L’agenda per i cambiamenti climatici dell’adolescente svedese non si può limitare ad un appello ai governanti a sostenere la trasformazione dei nostri singoli comportamenti quotidiani ed incitare le nuove generazioni a convertirsi alla sostenibilità della vita, ma alla salvaguardia del patrimonio naturale.

Cambiamenti assimilati per imprimere al mercato un diverso sviluppo economico che non preveda coltivazioni ed allevamenti intensivi,  per riflettere sugli incendi, sul disboscamento, sulle estrazioni minerarie legali e clandestine, ma anche sul pregiato legname, senza dimenticare la desertificazione.

Non basta vietare il carbone e magari gli idrocarburi, abolire l’uso indiscriminato della plastica ed il suo abbandono, scegliere il treno al posto dell’aereo o la bicicletta all’auto, ma un passo avanti è filtrare l’aria anche, come è stato proposto a Firenze nell’ambito del Festival God is Green, negli ambienti chiusi, con il progetto del neurobiologo Stefano Mancuso e dal collettivo PNAT (designer, architetti e biologi) nel realizzare La Fabbrica dell’Aria.

Il progetto vuole utilizzare la capacità delle piante di produrre ossigeno, filtrando l’aria negli ambienti chiusi, dedicando uno spazio di 40 mq per una serra in ogni edificio, creando una connessione con le varie proposte di rimboschimento, per amplificare gli effetti benefici sul catturare Co2, come viene esplicitato nell’appello delle Comunità Laudato si’ con il la messa in dimora di 60 milioni, uno per ogni abitante, di alberi in Italia.
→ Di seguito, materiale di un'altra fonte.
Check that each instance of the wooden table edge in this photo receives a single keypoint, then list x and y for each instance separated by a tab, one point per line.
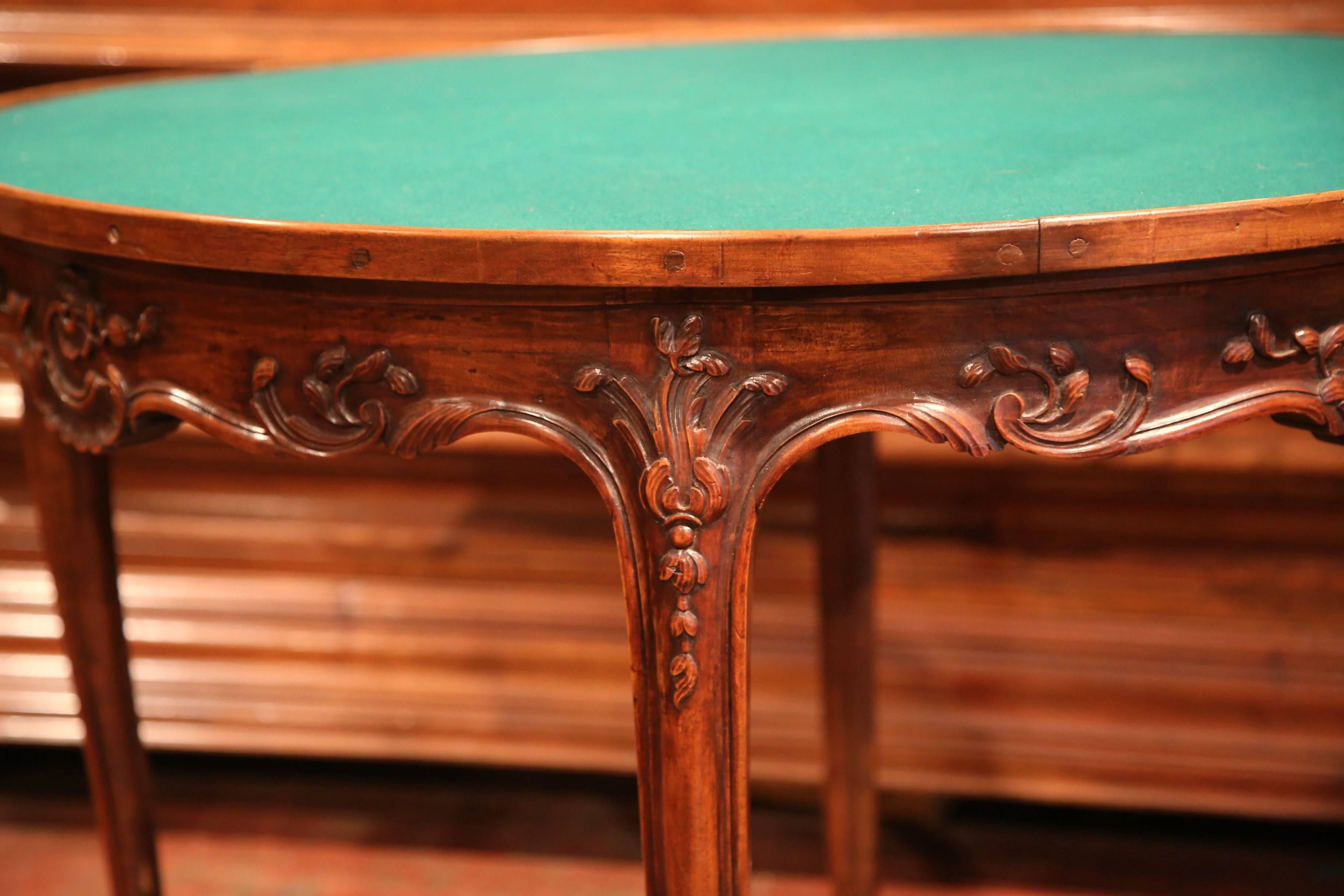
729	258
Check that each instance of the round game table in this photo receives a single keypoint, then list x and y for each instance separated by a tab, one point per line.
683	266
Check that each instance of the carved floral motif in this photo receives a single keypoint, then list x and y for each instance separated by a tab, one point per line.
1043	426
1260	340
680	429
339	426
84	399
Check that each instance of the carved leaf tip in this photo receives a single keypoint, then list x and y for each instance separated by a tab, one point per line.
1062	358
321	398
1308	339
1238	351
1332	389
768	383
373	367
401	381
973	372
591	378
686	673
1007	362
1140	368
264	371
1073	390
1331	340
431	424
330	362
685	569
710	363
1263	338
685	623
689	335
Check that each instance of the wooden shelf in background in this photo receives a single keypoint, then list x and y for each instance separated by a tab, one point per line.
1158	632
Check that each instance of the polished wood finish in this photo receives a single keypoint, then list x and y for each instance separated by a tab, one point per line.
683	406
847	530
111	351
1161	632
73	505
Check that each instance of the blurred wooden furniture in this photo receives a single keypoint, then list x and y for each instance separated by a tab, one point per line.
693	781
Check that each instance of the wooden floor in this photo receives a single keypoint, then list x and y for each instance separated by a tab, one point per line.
241	827
1163	632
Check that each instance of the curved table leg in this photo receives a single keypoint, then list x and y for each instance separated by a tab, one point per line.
690	695
846	540
72	495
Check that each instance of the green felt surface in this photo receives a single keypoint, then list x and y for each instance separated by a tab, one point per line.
819	133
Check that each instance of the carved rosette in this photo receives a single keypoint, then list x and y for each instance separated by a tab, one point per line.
1046	425
62	353
1260	340
680	428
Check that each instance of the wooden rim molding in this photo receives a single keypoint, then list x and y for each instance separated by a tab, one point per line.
730	258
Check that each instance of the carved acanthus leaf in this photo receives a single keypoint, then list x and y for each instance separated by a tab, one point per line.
62	354
1307	343
680	429
1041	426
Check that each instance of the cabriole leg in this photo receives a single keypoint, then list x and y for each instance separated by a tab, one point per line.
846	540
73	503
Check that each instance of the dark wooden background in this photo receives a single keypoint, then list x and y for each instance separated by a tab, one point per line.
1163	632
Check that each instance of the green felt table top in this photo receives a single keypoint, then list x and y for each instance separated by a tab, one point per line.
745	136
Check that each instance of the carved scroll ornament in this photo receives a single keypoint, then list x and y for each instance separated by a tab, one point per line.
62	357
1046	425
1260	340
680	429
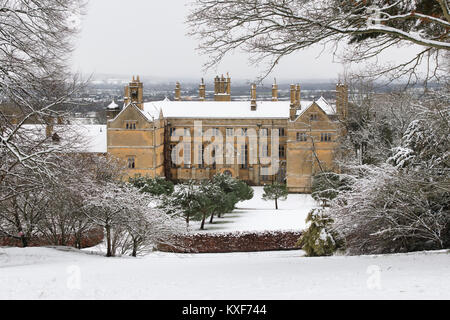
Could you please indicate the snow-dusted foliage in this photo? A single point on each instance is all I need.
(276, 192)
(389, 210)
(401, 202)
(131, 226)
(318, 239)
(425, 144)
(35, 42)
(327, 185)
(215, 197)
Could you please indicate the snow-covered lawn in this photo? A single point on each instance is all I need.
(43, 273)
(259, 215)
Quella di Un albero in più della Comunità Laudato si’ è un’iniziativa efficace per contrastare il cambiamento climatico, con l’accumulo dell’anidride carbonica (CO2) nell’atmosfera, che può essere fatta da ogni singola persona, indipendentemente dai possibili finanziamenti governativi.

È necessario intervenire per evitare gli scempi come quelli perpetrati in Turchia, sul Monte Ida, con il taglio di centinaia di migliaia di alberi per realizzare il progetto minerario della canadese Alamos, con la turca Dogu Biga, per l’estrazione dell’oro.

Mettere sotto protezione internazionale non solo l’Amazzonia, ma anche le foreste dell’Angola e della Repubblica democratica del Congo, tanto da far gridare al neocolonialismo qualcuno che non ha ben compreso la realtà di un Mondo globalizzato, rendendoci tutti collegati e interdipendenti, dove nessuno può danneggiare la vita degli altri neanche per avidità ed è dovere della comunità internazionale non limitarsi a rimproverare il comportamento, ma ad offrire aiuto e fornire delle alternative.